Но Шекспир не удовольствовался надрывным выступлением девушки.

— Ты не Елизавета… — скорбно констатировал он всем уже известное. — Что это меняет? Наверно, ничего. И все же ответь: почему ты сразу не назвалась мне своим настоящим именем? Разве это — тайна, которую я недостоин знать? Или ты опасалась, что я проговорюсь? Но разве я хоть что-нибудь хоть кому-нибудь хоть когда-нибудь сказал о тебе? О том, что ты есть… — помолчал, подыскивая слова, завершил: — в моем творчестве?

А ведь хотел, наверно, сказать «в моей жизни», подумал Смотритель. И еще подумал: насколько Уилл, актер на третьих ролях из театра лорда-камергера, сын мастера-перчаточника из захудалого городишки Страдфорд, насколько он тактичнее и мягче, чем его сановные приятели. Но это — так, между прочим…

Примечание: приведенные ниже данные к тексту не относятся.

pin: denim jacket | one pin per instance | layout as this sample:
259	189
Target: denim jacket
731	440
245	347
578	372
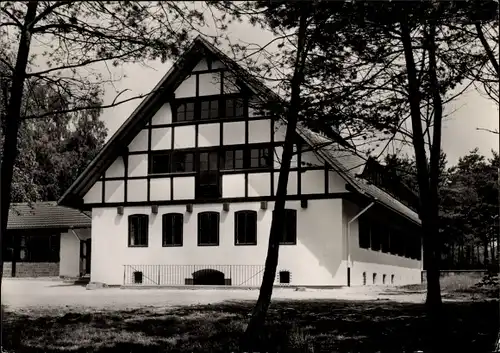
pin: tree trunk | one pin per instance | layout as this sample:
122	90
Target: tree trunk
487	48
12	122
427	177
252	338
433	300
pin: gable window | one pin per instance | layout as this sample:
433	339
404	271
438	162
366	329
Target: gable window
234	159
208	228
209	110
160	163
172	224
385	238
289	236
234	108
208	184
245	227
138	229
364	232
184	112
182	162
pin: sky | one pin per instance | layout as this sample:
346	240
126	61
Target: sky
460	134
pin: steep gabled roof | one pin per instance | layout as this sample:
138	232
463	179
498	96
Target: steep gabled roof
335	152
42	215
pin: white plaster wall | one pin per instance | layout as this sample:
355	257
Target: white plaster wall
259	184
159	189
278	154
137	190
184	188
140	142
209	84
117	169
279	131
233	185
230	85
201	66
94	195
69	265
138	165
292	183
114	191
187	88
315	260
259	131
234	133
405	270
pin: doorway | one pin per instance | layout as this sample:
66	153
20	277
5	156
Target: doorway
85	250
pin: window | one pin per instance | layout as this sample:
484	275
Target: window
172	224
289	236
234	108
138	228
185	112
208	228
38	247
208	179
245	227
209	110
385	238
419	247
364	232
260	158
234	159
168	162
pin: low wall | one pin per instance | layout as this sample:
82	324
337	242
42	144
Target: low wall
32	269
471	274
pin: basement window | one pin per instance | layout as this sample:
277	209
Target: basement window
284	277
245	224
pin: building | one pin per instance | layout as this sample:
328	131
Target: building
46	240
183	193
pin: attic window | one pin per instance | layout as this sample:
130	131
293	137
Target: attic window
185	112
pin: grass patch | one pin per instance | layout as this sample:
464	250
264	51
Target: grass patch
292	326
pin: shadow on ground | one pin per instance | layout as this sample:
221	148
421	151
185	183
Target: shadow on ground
292	326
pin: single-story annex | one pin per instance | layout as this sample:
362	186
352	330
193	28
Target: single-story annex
183	193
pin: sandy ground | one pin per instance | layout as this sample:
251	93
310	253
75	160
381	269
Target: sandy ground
35	293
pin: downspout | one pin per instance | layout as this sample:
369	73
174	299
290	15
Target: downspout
349	236
74	233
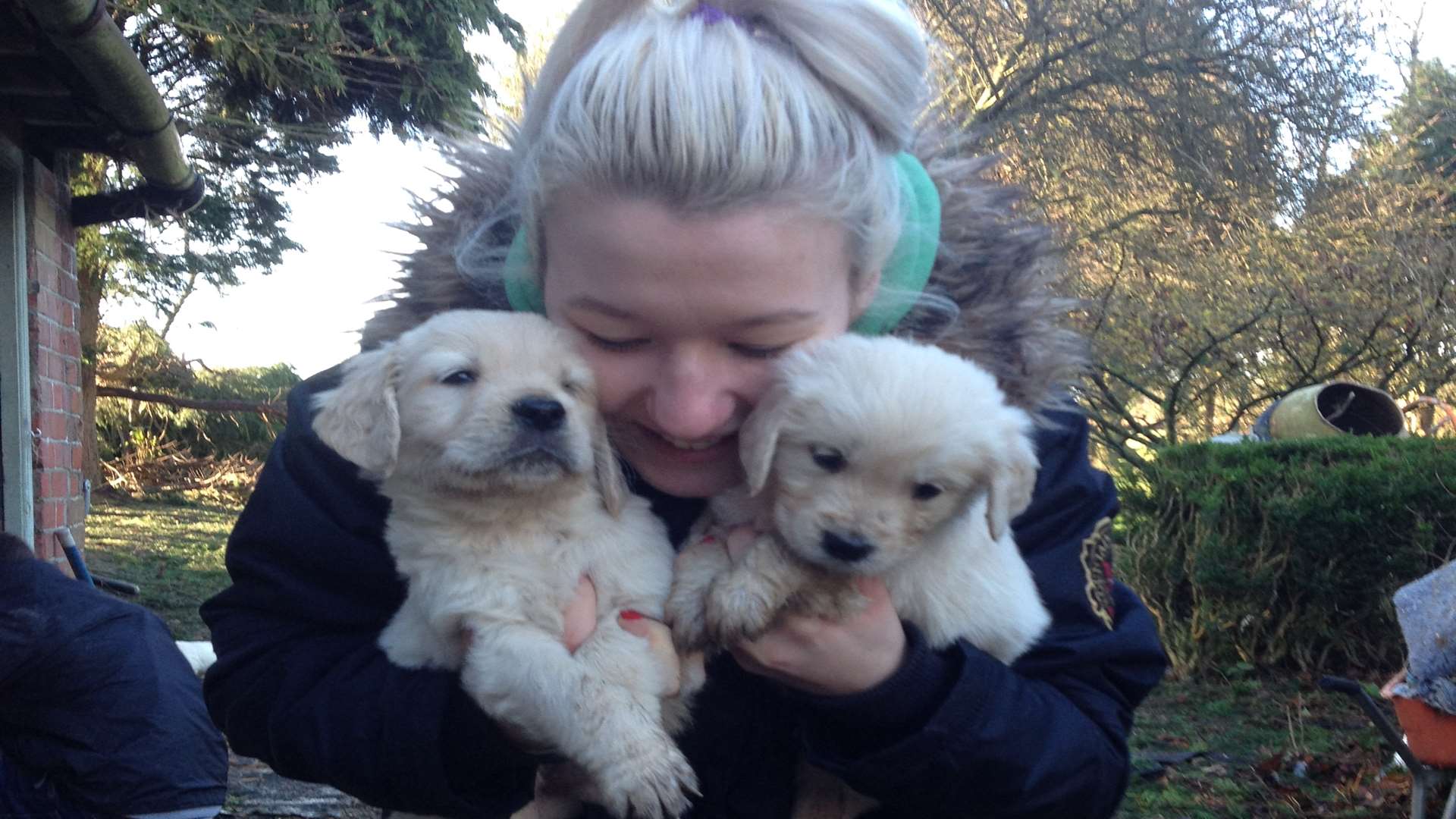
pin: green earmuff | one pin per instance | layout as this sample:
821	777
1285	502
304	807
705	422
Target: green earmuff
906	271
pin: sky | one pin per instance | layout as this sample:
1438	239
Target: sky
309	311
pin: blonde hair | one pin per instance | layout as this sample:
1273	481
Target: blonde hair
797	102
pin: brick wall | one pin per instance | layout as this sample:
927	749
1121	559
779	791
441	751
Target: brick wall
55	360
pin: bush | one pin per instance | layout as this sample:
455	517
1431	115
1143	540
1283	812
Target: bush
139	359
1285	556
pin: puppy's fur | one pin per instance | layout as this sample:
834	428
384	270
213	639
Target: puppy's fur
874	457
482	431
871	458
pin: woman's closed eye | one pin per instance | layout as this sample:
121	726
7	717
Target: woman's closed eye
759	352
615	344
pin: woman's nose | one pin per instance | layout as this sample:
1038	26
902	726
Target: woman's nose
693	398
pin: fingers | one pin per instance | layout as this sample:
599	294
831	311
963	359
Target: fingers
824	656
660	640
582	615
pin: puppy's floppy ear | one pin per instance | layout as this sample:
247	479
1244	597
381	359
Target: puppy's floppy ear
1014	479
759	436
360	419
610	482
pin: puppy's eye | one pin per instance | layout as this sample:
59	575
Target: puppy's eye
827	458
927	491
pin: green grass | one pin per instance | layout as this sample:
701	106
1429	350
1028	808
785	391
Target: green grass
1248	746
174	551
1239	746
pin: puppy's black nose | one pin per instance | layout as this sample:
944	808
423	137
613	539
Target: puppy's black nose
849	548
539	413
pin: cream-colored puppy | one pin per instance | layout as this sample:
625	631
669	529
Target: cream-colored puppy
881	458
482	431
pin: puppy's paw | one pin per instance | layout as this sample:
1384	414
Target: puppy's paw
650	786
739	610
688	617
836	604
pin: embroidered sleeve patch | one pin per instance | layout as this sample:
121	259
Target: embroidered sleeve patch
1097	569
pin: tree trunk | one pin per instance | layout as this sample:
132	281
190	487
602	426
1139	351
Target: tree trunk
209	404
89	283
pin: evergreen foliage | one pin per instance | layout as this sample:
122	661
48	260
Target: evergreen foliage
1285	556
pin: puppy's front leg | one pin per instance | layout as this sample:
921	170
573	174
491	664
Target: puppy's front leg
525	676
743	601
695	570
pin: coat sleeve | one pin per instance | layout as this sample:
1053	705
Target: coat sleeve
300	682
1046	736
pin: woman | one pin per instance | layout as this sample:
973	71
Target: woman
692	191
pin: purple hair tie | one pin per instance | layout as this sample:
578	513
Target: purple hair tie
711	15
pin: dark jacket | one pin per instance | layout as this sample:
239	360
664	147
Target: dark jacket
96	698
302	684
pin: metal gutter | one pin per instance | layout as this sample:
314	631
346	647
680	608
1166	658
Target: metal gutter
91	39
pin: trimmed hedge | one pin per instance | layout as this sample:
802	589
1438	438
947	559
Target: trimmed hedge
1285	556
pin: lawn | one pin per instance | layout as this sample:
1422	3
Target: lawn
171	550
1239	746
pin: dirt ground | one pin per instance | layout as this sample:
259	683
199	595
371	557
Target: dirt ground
254	790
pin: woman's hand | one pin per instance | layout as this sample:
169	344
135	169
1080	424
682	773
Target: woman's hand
823	656
582	621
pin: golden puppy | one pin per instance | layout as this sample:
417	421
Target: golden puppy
481	428
874	457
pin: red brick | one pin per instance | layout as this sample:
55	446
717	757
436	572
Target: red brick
52	423
69	289
50	513
46	273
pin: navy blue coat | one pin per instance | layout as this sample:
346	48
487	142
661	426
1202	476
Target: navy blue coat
95	695
300	682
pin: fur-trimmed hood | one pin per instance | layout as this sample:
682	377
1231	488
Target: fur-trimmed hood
999	268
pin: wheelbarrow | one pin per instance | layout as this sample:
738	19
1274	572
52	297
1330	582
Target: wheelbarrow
1429	748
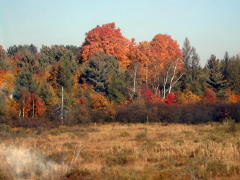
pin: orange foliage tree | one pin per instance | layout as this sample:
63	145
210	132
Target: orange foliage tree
187	97
100	103
232	97
31	105
108	39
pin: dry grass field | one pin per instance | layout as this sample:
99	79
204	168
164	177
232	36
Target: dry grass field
121	152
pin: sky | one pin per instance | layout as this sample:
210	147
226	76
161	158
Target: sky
212	26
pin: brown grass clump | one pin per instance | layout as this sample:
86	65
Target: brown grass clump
122	151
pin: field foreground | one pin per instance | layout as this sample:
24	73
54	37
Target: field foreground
121	151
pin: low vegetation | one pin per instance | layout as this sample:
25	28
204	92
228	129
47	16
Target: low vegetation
122	151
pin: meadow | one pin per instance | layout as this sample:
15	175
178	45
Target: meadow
112	151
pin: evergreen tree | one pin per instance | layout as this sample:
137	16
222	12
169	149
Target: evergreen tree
102	71
216	79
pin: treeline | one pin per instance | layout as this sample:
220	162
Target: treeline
112	78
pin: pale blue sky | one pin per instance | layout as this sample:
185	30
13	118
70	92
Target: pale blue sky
211	25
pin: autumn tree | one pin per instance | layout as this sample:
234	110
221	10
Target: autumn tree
167	64
194	78
107	39
216	79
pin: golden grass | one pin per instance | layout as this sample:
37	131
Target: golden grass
128	151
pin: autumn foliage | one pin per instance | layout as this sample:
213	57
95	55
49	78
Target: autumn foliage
108	39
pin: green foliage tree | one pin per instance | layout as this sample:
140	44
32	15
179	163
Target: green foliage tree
102	71
216	79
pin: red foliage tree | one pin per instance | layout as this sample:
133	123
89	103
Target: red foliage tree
209	96
165	48
150	96
108	39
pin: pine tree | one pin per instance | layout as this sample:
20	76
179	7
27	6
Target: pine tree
216	79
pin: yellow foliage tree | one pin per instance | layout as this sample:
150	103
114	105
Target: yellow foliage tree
187	97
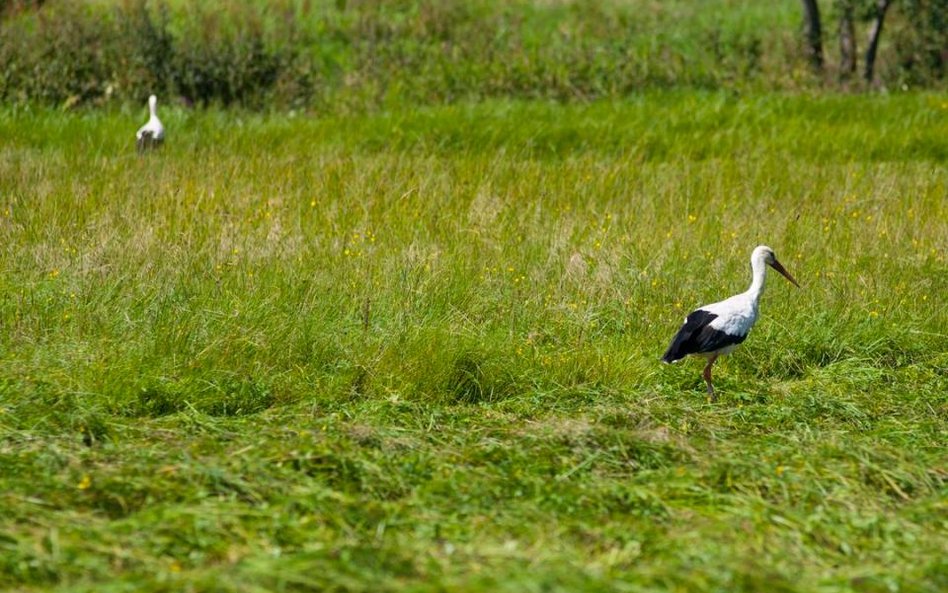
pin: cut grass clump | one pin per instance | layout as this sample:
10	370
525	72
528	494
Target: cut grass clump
218	398
420	350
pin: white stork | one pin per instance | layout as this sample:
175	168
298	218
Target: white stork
716	329
152	134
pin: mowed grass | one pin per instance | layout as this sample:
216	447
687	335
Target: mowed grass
419	350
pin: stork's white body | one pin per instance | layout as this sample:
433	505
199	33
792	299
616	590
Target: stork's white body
717	329
152	134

— Неужели ты не понял, что я не могла, не имела права назваться своим именем? — с горечью спросила Бриджет. — Я верила тебе, я верю тебе, я буду верить тебе, и я сказала бы рано или поздно — кто я, но я боялась, что, сказав, потеряю, все… и дружбу с тобой… и этот кабинет… и наше совместное сочинительство…

— Какое такое сочинительство? — мгновенно поймал информацию Эссекс и задал снайперски точный вопрос.

И в самом деле: Елизавета или Бриджет — разве в этом суть дела? Разве суть его в том, что она отказала двум графам и предпочла артиста? Разве суть в ее излишней, на взгляд брата, самостоятельности? Нет, конечно! Суть — в Игре, потому что ничего больше не может и не должно быть интересным для Игроков, а уж более важного и искать не надо. Так что Эссекс ждал-ждал и дождался: сделал ход. Или выпад. Кому что нравится.

И этот ход-выпад принял на себя Смотритель. Раз уж происходящее в его кабинете названо театром, то почему бы ему не выйти на реплику Эссекса и не отбить ее на ходу встречной и тоже точной.

— В том самом, — сказал он. — Я обещал вам, господа, предъявить доказательства авторства Уилла? Извольте. Полагаю, мы поставили точку в бессмысленном обсуждении высоконаучной проблемы: какое имя лучше — Елизавета или Бриджет? Оба прекрасны, но их обладательница прекрасна сама по себе — вне имени… Так что перейдем к делу. Но прошу вас ничему не удивляться, господа. Игра есть Игра, она тем и хороша, что ее повороты непредсказуемы для Игроков.

— Даже для тебя, Франсуа? — спросил все еще грустный, но на глазах оживающий Саутгемптон.

А чего б не ожить? Бриджет уже отказала, рана зажила, если была рана. А скорее всего не было. Имел место акт сватовства, продиктованный межродовыми традициями. А грусть в голосе — так театр же кругом, театр!

— Даже для меня, — ответил Смотритель. — Я ведь и придумал Игру только потому, что знал больше вас. А потому, что знал больше, позвал в Игру вас, понимая, что одному мне не справиться. Сейчас вы узнаете все, что знаю я. А что будет завтра, знает лишь Всевышний. Но он не склонен делиться знаниями со смертными… — Он посмотрел на все еще стоящую Бриджет — уже не Елизавету, забыли. — Вы успокоились?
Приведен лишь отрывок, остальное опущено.